Из дальнейшего рассказа вовсе не ясно, почему, как это Ковалев узнал в этом человеке — собственный нос. Но автору плевать и на читателя и на подопытного Ковалева, плевать на связность или логичность сюжета. Он развлекается. Лечится от ипохондрии.

В гоголевской прозе довольно часто встречаются тупики, в которых автор-крот не желал или не умел проделать дырки для читателя, жаждущего хоть какой-то зацепки или пусть абсурдной, но логики. Проза Гоголя так же капризна и странна, как и ее автор, справедливо писавший про себя, что не умеет завязывать и развязывать сюжет.

Почти вся проза Гоголя — мир наизнанку.
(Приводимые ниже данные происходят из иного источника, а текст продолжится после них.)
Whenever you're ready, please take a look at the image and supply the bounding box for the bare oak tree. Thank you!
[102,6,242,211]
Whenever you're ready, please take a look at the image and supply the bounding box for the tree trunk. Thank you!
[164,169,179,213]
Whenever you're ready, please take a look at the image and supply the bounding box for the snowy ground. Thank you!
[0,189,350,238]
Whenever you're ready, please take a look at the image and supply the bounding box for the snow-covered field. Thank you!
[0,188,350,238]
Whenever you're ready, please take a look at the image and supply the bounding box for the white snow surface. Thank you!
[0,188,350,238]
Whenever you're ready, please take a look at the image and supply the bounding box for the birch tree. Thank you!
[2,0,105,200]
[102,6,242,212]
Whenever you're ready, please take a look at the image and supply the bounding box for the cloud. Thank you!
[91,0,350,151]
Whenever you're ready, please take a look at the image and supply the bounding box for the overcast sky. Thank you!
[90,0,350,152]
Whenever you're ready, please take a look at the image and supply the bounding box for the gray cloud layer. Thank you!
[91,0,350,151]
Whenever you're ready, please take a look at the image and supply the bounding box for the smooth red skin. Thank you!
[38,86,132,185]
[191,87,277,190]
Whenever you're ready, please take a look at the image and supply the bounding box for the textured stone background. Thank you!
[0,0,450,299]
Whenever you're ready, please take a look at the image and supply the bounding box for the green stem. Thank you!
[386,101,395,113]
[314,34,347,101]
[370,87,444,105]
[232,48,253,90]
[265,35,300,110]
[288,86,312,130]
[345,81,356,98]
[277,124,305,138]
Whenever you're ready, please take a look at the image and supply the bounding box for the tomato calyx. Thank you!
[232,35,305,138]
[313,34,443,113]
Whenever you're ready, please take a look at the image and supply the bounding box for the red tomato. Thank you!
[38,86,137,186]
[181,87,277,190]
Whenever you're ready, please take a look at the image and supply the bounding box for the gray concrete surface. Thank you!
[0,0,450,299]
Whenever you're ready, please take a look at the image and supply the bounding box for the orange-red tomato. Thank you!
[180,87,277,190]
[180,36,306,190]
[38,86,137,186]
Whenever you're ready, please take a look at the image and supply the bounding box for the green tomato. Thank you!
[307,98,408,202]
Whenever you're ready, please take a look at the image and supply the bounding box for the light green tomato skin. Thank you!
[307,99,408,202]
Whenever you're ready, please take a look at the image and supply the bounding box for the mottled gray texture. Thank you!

Когда он ее вывернул назад — оказалось, что лицевая сторона этого литературного носка — скучная и ничем не примечательная.

Ковалев поспешил в Казанский собор. За собственным носом.

Он… пробрался сквозь ряд нищих старух с завязанными лицами и двумя отверстиями для глаз, над которыми он прежде так смеялся, и вошел в церковь.

Вот он — ужас настоящей, дремучей жизни. Это уже не страх майора — это страх самого Гоголя. И какой жуткий намек! Нищие старухи, бывшие прежде смазливенькими, с провалившимися, сифилитическими носами, в лишаях или прокаженные…

…над которыми он прежде так смеялся…

Кто смеялся? Ковалев или Гоголь?

Так вот за что урезают носы — за жестокость.

Нос-чиновник спрятал совершенно лицо свое в большой стоячий воротник и с выражением величайшей набожности молился.

Что же это делается, господа? Нос — молится? Это, что ж, и руки могут отдельно от человека молиться. И живот… И… Эге-ге. Недаром редакция — Московского наблюдателя эту повесть забраковала.

Спрятал лицо. Значит — у носа была голова, волосы, шея, лицо. Т. е. нос действительно был человеком. Чиновником. Носил мундир со стоячим воротником. Молился с выражением величайшей набожности. Все чин чинарем. И тем не менее оставался носом. Носом майора Ковалева. Который тут же рядом стоял, но не молился, а хотел было с ним заговорить, но робел, потому что нос, все-таки был его на два чина выше… Статский советник!